L’estate nella regione Pas-de-Calais ha un suo appuntamento fisso ad Arras nella splendida Citadelle, patrimonio dell’Unesco. Un appuntamento che da 14 anni a questa parte non fa che migliorarsi. Signore e signori, let me introduce the Main Square Festival, tre giorni di divertimento, bellezza e passione per la musica.

Raccontare solo gli artisti e commentarne l’esibizione credo che sia riduttivo.    Raccontare delle impressioni che  scaturiscono dalla partecipazione a un evento lo trovo assai più stuzzicante. E la voglia di parlare di un festival come il Main Square soprattutto come esperienza, oltre il semplice elenco di artisti esibitisi, ha avuto il sopravvento.

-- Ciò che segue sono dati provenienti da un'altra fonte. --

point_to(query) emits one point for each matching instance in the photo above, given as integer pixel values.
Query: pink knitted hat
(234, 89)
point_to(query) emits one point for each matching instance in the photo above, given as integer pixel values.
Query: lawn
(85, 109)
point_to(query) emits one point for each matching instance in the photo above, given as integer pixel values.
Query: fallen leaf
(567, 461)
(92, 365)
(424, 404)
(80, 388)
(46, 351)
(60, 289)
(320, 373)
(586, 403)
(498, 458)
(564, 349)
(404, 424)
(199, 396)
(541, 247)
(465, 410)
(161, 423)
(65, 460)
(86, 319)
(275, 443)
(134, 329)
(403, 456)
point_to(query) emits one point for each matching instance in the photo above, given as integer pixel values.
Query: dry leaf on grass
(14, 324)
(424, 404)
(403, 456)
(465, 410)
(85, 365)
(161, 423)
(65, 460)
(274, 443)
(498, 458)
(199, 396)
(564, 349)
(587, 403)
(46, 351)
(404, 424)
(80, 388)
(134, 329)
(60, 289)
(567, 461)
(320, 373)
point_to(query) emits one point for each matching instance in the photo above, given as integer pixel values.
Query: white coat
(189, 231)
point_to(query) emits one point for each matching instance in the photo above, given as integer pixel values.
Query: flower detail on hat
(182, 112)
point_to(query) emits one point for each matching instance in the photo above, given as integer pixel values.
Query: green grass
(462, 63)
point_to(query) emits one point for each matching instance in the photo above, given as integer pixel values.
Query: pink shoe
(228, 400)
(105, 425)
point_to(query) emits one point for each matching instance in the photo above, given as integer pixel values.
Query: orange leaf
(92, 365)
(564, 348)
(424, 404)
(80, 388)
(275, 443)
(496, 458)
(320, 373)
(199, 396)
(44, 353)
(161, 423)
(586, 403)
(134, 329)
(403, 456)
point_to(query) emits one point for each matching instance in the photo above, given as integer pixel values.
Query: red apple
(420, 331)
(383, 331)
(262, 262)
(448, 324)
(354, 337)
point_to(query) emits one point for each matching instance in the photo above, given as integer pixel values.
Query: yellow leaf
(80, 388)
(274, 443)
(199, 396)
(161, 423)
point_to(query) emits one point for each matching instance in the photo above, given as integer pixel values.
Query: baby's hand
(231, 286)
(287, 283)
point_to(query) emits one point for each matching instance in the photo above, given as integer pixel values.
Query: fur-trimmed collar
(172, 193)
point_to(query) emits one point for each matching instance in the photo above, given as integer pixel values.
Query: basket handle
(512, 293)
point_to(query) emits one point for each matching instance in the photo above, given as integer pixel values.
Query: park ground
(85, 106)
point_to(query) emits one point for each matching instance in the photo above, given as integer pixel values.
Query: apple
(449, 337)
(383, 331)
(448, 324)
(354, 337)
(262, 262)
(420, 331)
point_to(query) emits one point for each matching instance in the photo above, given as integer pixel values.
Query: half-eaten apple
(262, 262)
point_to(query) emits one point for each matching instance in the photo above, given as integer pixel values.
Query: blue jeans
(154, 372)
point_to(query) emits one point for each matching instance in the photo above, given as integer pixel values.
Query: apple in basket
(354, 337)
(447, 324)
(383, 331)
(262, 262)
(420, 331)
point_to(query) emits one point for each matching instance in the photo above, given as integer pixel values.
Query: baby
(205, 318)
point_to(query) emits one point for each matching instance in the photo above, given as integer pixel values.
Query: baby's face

Quello che più mi ha colpito di questo festival dal respiro internazionale è l’organizzazione e l’accuratezza con la quale ogni singolo dettaglio è stato gestito. La Citadelle è un piccolo gioiello nel cuore di Arras che paziente, ogni anno, apre le sue splendide porte per ospitare l’evento. E lo fa perché sa di essere trattata con il dovuto rispetto. Ogni sua parte non viene mai violata, certo un po’ di caos si crea sempre.  Però vedere in continuazione collaboratori del festival mantenere pulita quanto più possibile l’area, mi ha riempito il cuore di gioia. 

E lo spazio non era mica piccolino, considerando i due imponenti palchi (il Green Stage e il Main Stage), l’area camping, le zone con stand per bere, mangiare e rilassarsi e l’area vip. Quest’ultima si é rivelata la mia comfort zone, il luogo beato dove tra un’esibizione e un’altra tornavo a ricaricare me stessa e lo smartphone, già che c’ero. Mai mi era capitato di vedere un’area riservata agli addetti a media e stampa dove ci si può rilassare mentre si lavora. Ecco che la sensazione da piccola fiammiferaia ha fatto capolino in un battibaleno. Avevo gli occhi colmi di bellezza e gratitudine e desideravo che si notasse.

Dei tre giorni purtroppo il primo l’ho saltato, assente giustificata a causa di quella cosa che si dice nobiliti l’uomo.

E che mi ha fatto perdere nomi come Gojira, Queens of the Stone Age, Damian Marley, per dirne alcuni. Amici che ci sono andati sono ritornati con un’espressione inconfondibile sul viso. Un misto tra beatidutine e inebetimento che vuole solo dire una cosa: é stato divino.

Il secondo giorno prendo il mio bel treno da Lille Flandres al prezzo pattuito di 5€ tra il festival e la SNCF (società di gestione dei treni francesi) e mi dirigo verso Arras. Treno colmo, siamo seduti nei corridoi. Facce felici, facce di ogni età: la passione per la musica azzera gli anni di differenza tra noi. Sono le 15:00, cominciano le prime  esibizioni e la regione ci regala un caldo estivo da diversi giorni che meraviglia anche gli autoctoni. 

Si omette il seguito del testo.